Rocky III (1982) Official Trailer
Durée : 02:31
La première figure du noir comme héros positif dans les films de boxe arrive avec L’Insurgé (The Great White Hope, 1970) réalisé par Martin Ritt. Le film raconte l’histoire de Jack Johnson, boxeur important des années 1910, victime du racisme. Il est notable que dans la plupart des films qui ont pour héros positif un boxeur noir, le ring est le lieu d’un combat symbolique contre le racisme. C’est vrai de Ali (2002) de Michaël Mann avec Will Smith ou de Hurricane Carter (1999) de Norman Jewinson avec Denzel Washington.
Creed : L’Héritage de Rocky Balboa, révèle-t-il une perception nouvelle de l’homme noir américain depuis l’arrivée de Barack Obama à la Maison Blanche ?
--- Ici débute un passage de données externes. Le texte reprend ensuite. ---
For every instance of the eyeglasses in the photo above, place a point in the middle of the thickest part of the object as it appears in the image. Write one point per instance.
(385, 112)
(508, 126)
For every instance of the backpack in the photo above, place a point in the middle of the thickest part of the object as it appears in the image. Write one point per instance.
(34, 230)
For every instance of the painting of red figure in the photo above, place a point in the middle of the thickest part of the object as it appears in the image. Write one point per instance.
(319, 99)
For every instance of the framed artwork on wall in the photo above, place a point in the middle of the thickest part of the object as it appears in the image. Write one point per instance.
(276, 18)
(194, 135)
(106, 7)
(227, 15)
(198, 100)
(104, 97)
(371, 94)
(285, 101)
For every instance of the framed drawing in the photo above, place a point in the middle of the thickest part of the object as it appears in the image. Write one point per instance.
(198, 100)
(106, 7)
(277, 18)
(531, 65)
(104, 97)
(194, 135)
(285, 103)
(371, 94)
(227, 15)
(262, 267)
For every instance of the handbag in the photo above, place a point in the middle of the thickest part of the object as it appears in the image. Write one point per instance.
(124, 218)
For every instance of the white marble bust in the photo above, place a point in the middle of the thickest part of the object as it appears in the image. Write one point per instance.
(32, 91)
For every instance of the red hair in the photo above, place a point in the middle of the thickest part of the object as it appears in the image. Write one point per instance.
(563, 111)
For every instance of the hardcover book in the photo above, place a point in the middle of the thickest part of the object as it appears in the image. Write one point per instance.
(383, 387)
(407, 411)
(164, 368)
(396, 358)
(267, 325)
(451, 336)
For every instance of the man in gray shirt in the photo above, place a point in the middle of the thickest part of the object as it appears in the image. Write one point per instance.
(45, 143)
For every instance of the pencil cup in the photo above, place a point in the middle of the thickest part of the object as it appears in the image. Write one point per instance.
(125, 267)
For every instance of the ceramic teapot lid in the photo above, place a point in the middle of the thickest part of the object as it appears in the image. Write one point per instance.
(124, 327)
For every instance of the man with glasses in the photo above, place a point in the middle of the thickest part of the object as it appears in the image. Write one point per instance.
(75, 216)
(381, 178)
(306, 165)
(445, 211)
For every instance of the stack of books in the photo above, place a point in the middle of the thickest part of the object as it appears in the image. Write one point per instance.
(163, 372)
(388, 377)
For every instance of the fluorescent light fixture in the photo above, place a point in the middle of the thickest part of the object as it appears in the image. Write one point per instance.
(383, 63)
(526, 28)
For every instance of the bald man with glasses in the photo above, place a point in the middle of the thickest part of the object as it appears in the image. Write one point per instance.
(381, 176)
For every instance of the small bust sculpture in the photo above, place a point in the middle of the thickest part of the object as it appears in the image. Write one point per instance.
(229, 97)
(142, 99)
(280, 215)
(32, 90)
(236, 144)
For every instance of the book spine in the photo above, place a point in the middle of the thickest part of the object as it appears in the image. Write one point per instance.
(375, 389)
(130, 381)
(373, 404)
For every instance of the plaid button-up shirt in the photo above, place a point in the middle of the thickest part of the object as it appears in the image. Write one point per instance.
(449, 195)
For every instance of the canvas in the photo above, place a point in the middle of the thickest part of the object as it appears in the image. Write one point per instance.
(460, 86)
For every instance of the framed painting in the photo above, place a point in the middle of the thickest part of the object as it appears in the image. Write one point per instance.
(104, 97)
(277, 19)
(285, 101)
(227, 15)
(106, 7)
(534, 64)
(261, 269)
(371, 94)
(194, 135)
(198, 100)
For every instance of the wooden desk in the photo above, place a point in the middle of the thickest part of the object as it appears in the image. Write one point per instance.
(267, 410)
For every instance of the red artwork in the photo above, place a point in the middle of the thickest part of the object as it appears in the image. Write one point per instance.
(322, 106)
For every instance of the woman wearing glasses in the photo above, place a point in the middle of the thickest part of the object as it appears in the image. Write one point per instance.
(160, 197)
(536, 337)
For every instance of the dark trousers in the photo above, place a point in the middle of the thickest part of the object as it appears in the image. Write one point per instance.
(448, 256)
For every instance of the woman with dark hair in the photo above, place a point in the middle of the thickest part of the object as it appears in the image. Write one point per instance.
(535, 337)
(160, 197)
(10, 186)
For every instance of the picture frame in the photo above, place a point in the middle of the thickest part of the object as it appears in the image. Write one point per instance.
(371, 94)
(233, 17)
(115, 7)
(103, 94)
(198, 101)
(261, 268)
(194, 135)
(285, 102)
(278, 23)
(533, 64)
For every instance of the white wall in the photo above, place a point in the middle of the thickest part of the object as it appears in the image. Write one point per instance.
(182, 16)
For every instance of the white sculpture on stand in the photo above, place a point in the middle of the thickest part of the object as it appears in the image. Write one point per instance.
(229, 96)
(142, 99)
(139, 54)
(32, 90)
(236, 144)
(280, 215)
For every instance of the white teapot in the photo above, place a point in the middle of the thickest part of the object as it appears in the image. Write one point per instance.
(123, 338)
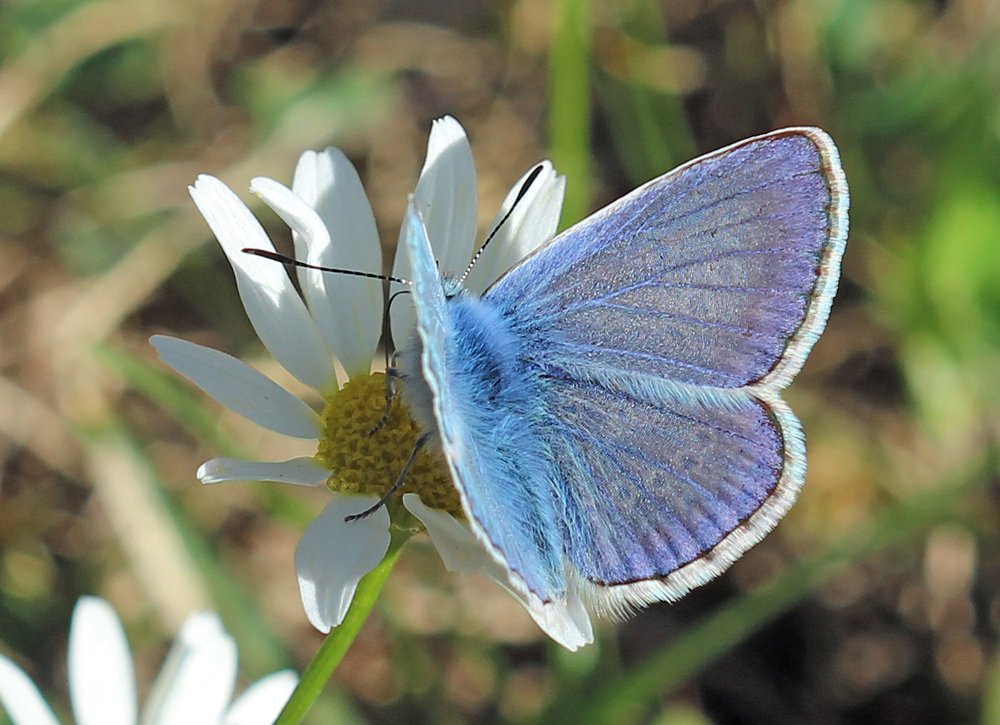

Ce qui est remarquable avec les sept Rocky, tournés sur quarante années, c’est que chaque épisode est vraiment raccord avec son époque. Creed : l’Héritage de Rocky Balboa est un film ancré dans l’ère Obama. D’abord, ce n’est plus Rocky le premier nom dans le titre mais Creed, le nom du héros noir. Ensuite, c’est un film réalisé par un noir, Ryan Coogler. C’est donc bien un film de l’ère Obama, un film de l’Amérique post-raciale où le boxeur noir n’est plus mis en scène pour évoquer la lutte contre le racisme. Dans le film de Ryan Coogler, le jeune héros noir accède au statut de champion parce qu’un Blanc, un vieil italo-américain nommé Rocky Balboa, lui passe le relais.
CREED : L'héritage de Rocky Balboa - Bande annonce (Michael B. Jordan, Sylvester Stallone 2016)
Durée : 02:42
Je fais un rapprochement avec un autre film de l’ère Obama, le dernier Star Wars où un des héros importants de l’histoire est un Noir. Cette situation nouvelle plonge ses racines dans la fiction américaine des années 2000 où, de plus en plus souvent, les Noirs ne jouent plus des rôles de « Noirs ». Ils peuvent incarner un président comme dans la série 24 Heures Chrono et même l’amant d’une femme blanche, un cas de figure problématique dans les années 1990. Un autre signe du cinéma de l’ère Obama, c’est l’incarnation dans le film Les 4 Fantastiques, sorti en 2015, du super-héros dénommé La torche, d’abord personnage blanc dans la bande-dessinée de Marvel mais interprété par un acteur noir. Et en 2018, Black Panther, un super-héros noir, sortira en salle. C’est aussi Ryan Coogler, le réalisateur de Creed, qui signe ce film. On voit bien qu’en cette période, les femmes et les Noirs ont le droit à de vrais rôles positifs qui ébranlent les bastions du héros blanc et masculin qui peuple Rocky, Star Wars et Superman. C’est ça l’héritage cinématographique de l’ère Obama.
Régis Dubois, docteur en cinéma, a notamment publié Le Cinéma des Noirs américains (Le Cerf/Corlet 2005), Une histoire politique du cinéma (Sulliver, 2007) et Hollywood, cinéma et idéologie (Sulliver, 2008). Il a écrit dans Télérama, Le Monde Diplomatique, Manière de Voir, L’Œil, Contretemps, Brazil, Tausend Augen ou Africultures. Réalisateur et enseignant en cinéma et audiovisuel, il forme des étudiants en bachelor et en BTS.